They frisk you at the malls in Manila. In Baguio City, too. There is a slot for MEN and WOMEN, just like the (imaginary) doors we walked through in elementary school. You walk through, and you're padded down, and if you're absent of any hand grenades or switchblades or submachine guns, you're free to check out the Mickey Dees and cinema screens. I'd never been frisked before, let alone before going into a mall, but now, even after a few days, it's become a familiar experience. (And I didn't say I enjoyed it; don't go there, people...)
Landing in a new land, a strange land, you latch onto the familiar, noticing what's the same, what's different, what's odd, what's mundane. Usually it's a mishmash of all of the above. Here in the Philippines, given that most of the people are reasonably poor, people take jeepneys around town -- a kind of taxi-type bus that is reasonably cheap. Each of the jeepneys is decorated with their owners own particular colour and fetish, but most of them display red and white stickers that ask: "How's my driving?". Followed by a phone number, of course.
Here in Baguio, a mountain city, a northern city, it's full of what mountains are full of -- hills. Long and winding ones. Up and down ones. All of these hills reminding me of similar altitudes from my stay in Japan, down to the myriad checkerbox houses that dot the high and mighty landscape. Given that I'm 'up', it's cool, quite cool, late-October-in-Canada-cool. I like it. After the heat of Cambodia, endless and dense, it's nice to be cold again. Nice to need a blanket at night.
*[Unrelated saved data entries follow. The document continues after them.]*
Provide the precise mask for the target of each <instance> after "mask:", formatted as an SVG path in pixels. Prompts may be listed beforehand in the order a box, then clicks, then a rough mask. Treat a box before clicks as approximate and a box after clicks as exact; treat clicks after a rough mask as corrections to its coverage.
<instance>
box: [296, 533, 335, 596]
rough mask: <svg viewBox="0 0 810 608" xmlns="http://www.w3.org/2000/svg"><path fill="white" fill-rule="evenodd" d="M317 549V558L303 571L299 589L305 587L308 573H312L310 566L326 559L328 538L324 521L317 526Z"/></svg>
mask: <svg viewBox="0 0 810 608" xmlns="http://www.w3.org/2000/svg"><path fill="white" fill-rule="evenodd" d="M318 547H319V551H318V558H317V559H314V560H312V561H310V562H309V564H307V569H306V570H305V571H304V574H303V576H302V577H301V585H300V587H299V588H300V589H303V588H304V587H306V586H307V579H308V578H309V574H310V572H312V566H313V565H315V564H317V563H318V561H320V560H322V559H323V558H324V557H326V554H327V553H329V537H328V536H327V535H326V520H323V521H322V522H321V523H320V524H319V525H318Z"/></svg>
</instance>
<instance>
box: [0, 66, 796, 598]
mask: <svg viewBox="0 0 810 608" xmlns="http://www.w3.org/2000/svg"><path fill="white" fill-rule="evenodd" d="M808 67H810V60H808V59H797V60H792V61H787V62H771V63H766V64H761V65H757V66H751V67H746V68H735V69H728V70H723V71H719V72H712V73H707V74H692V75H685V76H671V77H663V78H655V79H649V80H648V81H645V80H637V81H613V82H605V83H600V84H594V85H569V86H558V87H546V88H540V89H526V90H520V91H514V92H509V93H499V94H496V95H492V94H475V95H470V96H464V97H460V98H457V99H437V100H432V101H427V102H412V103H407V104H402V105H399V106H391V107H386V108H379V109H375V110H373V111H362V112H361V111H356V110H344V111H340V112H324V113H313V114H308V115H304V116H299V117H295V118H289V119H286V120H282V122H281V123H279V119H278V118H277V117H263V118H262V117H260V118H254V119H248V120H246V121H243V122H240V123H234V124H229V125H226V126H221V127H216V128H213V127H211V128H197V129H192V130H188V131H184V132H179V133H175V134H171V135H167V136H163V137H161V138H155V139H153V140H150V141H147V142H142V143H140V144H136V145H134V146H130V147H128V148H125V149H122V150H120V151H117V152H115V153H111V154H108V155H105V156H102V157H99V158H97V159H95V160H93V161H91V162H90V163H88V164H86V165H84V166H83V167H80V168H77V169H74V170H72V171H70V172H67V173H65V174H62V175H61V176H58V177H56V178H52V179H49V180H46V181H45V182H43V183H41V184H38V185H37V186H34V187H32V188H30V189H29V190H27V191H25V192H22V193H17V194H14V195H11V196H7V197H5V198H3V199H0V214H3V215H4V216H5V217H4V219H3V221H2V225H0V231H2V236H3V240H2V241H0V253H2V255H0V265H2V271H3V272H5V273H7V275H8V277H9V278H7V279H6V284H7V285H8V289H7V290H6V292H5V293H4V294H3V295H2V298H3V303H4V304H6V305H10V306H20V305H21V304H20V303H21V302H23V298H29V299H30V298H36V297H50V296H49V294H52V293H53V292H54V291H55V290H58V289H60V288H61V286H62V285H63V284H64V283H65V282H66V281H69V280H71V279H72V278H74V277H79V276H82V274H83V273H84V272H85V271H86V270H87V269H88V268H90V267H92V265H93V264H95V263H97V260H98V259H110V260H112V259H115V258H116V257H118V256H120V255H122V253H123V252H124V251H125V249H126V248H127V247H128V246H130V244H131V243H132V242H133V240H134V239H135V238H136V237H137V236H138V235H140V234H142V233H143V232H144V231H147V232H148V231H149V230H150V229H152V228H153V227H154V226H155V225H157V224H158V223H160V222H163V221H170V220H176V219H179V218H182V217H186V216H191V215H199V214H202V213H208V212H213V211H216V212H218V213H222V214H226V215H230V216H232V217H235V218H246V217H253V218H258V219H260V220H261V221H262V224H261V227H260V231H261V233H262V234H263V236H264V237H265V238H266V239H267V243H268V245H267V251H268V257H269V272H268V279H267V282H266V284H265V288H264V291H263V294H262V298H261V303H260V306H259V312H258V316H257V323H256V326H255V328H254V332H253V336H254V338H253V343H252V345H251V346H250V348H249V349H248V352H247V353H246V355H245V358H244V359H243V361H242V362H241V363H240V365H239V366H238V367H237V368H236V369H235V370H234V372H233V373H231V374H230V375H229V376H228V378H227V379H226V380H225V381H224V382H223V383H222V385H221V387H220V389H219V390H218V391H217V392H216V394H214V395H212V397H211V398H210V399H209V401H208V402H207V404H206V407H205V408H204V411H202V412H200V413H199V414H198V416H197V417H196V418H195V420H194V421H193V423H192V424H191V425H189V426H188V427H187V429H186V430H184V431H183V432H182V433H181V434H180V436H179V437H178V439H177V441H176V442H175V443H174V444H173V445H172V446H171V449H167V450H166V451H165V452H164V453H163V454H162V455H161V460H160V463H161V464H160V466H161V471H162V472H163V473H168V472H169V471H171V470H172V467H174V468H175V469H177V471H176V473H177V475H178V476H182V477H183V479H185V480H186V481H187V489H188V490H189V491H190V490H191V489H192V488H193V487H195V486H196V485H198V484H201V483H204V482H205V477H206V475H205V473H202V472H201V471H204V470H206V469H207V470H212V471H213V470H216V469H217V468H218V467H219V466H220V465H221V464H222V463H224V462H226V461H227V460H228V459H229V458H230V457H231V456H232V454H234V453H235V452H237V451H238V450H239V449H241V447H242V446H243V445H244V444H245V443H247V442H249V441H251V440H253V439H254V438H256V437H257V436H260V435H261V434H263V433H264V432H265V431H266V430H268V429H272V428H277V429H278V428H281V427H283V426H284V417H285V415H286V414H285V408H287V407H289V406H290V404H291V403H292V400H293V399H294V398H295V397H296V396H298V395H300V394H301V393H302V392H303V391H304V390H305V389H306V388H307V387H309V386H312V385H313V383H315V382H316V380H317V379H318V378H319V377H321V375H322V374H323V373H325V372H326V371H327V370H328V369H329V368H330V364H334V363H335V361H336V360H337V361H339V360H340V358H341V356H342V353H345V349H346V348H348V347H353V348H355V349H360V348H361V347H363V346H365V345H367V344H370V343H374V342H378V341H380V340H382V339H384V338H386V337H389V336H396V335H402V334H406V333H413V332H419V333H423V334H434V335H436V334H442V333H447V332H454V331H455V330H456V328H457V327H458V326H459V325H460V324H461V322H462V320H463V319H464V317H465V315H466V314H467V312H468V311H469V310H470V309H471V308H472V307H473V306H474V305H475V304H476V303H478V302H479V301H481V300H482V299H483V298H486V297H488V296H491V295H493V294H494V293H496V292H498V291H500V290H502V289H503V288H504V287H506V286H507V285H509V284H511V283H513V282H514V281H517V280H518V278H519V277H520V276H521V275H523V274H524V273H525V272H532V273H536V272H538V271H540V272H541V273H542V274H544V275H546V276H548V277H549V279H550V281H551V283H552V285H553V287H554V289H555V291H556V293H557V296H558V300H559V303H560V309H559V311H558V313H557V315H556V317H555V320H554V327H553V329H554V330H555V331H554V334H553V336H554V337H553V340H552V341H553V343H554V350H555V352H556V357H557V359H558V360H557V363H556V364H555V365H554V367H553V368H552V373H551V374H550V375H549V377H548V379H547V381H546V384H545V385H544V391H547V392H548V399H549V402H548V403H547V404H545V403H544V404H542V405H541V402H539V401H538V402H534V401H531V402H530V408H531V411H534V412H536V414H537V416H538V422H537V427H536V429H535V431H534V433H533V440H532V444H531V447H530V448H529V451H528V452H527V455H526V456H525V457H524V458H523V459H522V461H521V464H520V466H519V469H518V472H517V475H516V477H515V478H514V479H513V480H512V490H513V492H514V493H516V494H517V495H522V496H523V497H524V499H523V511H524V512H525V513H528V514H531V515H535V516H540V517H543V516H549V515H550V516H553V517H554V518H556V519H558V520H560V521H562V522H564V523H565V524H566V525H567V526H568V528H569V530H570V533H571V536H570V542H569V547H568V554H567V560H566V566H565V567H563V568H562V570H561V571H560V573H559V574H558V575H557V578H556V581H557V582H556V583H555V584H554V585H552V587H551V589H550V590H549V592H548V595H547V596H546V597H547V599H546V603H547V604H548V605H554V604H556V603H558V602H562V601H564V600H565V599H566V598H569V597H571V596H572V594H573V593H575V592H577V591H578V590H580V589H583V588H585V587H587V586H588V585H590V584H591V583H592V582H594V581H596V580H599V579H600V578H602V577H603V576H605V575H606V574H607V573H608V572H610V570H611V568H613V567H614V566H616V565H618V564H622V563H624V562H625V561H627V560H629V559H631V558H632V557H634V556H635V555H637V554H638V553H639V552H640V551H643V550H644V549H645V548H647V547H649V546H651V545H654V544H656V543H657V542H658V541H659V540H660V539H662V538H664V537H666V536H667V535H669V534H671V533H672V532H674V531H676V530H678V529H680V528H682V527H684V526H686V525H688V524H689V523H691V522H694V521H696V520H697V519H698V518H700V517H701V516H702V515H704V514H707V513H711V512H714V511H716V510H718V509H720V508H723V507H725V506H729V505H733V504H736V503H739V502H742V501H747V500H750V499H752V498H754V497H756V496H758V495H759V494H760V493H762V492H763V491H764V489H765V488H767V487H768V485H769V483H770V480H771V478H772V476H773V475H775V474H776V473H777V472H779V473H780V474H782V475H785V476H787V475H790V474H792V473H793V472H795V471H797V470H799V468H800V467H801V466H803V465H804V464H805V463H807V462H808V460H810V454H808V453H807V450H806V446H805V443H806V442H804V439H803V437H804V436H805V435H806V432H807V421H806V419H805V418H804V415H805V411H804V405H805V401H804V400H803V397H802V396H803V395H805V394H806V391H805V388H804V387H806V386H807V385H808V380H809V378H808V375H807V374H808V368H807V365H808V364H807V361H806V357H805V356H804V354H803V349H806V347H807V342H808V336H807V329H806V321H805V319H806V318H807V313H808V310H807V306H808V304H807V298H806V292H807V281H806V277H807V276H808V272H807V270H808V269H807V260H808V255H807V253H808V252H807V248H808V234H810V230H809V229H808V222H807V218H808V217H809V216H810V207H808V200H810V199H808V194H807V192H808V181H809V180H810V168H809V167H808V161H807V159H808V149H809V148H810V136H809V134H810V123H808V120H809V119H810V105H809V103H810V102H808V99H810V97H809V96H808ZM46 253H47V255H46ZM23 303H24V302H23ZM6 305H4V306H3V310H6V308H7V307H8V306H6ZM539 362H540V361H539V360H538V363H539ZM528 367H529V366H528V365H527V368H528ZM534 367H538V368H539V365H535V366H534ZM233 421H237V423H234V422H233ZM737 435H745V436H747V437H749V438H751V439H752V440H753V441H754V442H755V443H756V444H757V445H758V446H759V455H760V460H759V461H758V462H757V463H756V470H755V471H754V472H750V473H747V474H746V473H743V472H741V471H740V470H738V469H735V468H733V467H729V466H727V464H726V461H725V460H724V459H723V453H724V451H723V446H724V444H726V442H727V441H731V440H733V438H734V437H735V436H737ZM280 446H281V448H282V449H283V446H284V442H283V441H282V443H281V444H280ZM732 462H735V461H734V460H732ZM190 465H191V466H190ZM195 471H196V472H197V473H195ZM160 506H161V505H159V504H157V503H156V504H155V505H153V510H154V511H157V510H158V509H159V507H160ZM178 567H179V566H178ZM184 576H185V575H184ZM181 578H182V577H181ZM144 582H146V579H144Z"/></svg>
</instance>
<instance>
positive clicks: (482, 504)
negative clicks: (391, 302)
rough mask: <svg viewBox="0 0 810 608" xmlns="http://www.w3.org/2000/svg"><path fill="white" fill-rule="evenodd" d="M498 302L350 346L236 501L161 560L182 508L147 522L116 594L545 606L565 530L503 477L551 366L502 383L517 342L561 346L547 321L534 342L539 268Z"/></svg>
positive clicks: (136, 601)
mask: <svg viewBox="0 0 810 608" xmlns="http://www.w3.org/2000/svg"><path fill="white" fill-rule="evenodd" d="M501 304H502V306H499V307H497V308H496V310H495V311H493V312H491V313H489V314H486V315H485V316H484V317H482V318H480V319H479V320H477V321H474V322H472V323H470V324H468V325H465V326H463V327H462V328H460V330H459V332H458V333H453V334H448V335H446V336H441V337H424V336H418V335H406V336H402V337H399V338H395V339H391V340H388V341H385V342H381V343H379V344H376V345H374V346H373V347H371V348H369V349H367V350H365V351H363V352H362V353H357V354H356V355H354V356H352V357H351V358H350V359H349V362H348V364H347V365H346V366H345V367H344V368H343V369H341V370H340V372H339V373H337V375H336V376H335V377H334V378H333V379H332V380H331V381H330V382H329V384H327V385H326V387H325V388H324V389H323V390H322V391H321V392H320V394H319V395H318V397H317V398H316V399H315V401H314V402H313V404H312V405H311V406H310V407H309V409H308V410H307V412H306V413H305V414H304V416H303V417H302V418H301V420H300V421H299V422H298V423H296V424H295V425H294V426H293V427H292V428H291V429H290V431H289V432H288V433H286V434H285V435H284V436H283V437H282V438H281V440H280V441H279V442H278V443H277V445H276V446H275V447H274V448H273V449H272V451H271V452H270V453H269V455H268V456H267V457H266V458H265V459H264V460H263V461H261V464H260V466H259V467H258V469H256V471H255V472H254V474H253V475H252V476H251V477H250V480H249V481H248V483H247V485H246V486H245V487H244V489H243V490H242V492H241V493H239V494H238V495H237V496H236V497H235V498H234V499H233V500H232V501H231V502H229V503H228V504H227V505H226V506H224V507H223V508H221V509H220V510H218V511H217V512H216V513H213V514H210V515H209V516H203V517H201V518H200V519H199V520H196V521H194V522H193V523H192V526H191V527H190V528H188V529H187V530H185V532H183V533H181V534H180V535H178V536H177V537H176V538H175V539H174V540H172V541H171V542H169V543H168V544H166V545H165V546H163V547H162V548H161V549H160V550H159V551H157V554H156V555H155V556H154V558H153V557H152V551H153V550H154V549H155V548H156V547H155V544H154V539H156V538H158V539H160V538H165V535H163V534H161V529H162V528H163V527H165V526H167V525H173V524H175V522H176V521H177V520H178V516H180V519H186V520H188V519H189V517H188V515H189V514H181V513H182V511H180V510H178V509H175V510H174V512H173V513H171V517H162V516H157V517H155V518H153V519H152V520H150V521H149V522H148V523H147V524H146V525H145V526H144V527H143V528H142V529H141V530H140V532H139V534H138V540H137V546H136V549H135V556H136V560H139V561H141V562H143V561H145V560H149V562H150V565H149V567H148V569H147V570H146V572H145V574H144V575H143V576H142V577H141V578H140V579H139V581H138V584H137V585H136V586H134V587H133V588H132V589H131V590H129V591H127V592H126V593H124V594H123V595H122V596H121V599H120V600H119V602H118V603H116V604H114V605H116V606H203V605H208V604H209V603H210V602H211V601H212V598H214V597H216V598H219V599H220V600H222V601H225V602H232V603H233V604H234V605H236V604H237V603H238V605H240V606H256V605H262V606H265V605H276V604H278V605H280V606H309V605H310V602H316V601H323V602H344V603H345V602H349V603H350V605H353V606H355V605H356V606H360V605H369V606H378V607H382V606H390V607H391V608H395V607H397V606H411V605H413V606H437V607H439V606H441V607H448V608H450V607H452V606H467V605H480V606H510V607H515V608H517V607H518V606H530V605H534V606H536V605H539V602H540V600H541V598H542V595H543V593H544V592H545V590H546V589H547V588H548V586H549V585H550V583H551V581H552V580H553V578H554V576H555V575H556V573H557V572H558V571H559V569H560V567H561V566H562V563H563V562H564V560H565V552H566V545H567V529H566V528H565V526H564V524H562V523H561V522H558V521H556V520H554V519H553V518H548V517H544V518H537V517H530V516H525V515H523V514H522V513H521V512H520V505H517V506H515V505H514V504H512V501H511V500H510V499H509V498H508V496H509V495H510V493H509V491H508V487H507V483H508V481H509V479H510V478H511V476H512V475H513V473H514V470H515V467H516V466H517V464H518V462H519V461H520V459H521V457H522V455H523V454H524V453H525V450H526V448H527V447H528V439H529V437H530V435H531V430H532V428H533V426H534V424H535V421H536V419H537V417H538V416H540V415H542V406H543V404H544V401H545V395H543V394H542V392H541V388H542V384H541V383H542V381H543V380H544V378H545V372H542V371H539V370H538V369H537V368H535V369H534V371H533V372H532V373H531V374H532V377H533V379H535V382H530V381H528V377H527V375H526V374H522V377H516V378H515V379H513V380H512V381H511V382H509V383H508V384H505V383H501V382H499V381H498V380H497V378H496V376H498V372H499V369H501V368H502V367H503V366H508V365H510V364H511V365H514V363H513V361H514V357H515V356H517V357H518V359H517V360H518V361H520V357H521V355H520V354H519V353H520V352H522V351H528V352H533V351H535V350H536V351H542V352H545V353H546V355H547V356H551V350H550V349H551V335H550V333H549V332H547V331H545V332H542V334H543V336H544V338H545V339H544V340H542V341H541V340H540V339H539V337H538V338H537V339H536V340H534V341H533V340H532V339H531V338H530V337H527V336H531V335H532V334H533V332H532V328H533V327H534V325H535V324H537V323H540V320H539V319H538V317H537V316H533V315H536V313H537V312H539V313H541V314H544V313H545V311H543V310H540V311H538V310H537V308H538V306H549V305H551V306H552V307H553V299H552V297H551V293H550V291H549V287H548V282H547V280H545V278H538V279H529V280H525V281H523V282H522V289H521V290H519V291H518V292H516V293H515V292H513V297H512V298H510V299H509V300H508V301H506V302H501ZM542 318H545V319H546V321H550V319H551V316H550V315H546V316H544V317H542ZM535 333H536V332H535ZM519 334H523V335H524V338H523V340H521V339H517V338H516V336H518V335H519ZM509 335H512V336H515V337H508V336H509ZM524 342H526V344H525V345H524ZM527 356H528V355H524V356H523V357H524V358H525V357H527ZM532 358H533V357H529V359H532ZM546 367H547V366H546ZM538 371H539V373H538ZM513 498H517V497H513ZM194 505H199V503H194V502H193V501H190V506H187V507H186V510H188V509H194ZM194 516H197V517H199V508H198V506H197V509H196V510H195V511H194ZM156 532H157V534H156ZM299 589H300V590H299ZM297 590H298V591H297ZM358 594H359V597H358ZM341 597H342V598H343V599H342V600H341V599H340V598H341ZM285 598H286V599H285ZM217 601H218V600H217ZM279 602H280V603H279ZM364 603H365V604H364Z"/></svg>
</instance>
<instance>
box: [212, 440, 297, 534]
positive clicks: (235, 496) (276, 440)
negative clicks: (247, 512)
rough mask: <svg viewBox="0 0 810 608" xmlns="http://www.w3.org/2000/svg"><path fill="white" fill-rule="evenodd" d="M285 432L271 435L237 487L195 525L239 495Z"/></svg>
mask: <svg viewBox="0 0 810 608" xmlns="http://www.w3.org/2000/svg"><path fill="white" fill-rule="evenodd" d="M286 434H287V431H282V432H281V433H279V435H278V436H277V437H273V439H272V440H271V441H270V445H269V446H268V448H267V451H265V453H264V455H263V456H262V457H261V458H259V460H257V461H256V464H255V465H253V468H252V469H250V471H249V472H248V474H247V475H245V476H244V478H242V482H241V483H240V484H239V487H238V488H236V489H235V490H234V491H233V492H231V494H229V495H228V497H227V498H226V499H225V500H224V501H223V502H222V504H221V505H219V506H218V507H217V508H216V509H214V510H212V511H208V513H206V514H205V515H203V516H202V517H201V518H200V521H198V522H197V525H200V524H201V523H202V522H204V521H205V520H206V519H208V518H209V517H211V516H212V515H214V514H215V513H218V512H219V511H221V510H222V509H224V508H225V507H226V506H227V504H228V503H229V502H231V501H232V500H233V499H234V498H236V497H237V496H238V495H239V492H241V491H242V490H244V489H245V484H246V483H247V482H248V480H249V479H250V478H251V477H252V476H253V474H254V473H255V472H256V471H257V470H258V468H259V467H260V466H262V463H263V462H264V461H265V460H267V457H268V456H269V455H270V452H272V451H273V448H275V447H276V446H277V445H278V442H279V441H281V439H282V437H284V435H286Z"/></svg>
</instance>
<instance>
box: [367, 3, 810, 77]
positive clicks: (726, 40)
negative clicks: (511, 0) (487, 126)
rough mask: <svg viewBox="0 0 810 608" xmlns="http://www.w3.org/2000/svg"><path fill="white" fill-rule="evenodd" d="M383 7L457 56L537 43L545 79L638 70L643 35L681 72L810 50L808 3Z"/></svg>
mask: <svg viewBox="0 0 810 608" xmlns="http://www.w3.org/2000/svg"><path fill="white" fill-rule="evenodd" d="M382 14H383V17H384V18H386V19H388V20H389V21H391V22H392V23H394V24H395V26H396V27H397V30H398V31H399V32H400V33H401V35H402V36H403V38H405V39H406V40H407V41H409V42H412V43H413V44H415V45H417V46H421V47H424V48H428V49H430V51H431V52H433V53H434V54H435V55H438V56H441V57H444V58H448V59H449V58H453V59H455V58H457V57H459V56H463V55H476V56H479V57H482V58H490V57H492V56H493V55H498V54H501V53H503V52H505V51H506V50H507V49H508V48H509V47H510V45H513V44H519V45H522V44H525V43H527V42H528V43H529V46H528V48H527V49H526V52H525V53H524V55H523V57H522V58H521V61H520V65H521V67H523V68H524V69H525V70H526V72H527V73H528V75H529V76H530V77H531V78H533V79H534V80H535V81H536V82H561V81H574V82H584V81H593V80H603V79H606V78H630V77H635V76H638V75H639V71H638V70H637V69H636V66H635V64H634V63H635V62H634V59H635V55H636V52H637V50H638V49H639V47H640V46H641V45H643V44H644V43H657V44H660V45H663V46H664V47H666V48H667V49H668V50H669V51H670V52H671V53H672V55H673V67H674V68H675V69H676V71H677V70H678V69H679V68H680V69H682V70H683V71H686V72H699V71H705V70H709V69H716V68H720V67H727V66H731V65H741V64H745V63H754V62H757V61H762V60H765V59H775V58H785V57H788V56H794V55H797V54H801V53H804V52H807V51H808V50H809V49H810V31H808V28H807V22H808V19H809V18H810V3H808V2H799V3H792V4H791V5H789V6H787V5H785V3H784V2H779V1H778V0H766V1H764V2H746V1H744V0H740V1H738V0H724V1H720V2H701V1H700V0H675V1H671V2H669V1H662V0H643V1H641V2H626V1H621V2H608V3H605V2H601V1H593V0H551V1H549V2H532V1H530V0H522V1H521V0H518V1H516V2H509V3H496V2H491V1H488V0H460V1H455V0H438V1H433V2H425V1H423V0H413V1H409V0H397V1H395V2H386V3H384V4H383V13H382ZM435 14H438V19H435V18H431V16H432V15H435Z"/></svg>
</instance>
In a strange land, a foreign land, you embrace the unknown and reach for the familiar. I've already dived into a paperback copy of Lost Boy, Lost Girl, one of Peter Straub's latest fantastical, slightly horrific offerings. Straub being one of my adolescent idols, running right behind Stephen King, it's good, for a time, for a moment, to lose myself in harmless yet insightful entertainment. Good to see how literature can use the tangible weight of metaphors to make sense of the senseless. Good to be distracted from what even the fresh mountain air and sloping crescents can't deny.